Delaporte, a self-touted sailor[2], apparently decided to seize this opportunity to take a six-month sabbatical; to cross a few oceans in his sailboat before deciding what his next move would be. But instead of taking that journey, he found himself being wooed and ultimately handed the reins of a vessel that, by comparison, is far more sluggish and cumbersome to operate -- namely, the CEO-ship of Indian IT Services firm Wipro.
Wipro has historically been one of the big three along with Infosys and Tata Consulting Services, not just in revenue, but in acclaim as well. It has a reputation for integrity[3] and was, till not very long ago, a legitimate member of the holy trinity in Indian IT for almost two decades along with TCS and Infosys.

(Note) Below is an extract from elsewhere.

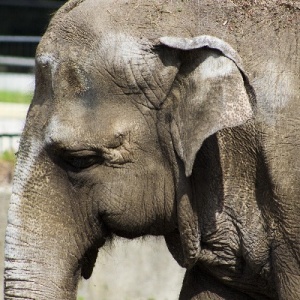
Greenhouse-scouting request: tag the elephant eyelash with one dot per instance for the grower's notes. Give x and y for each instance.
(83, 162)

During the first 15 years of India's IT story, soaring growth was all these companies saw as they maintained, managed, and developed the IT backbone for much of the world's companies. It was easy money and largely a labour arbitrage business.
But digital has since ripped a giant hole in that model, enough to probably cause its eventual demise in a few years' time. The last five years or so has been a mad scramble, with Indian IT ditching the old model, retraining furiously, and getting attuned to the necessity of design thinking.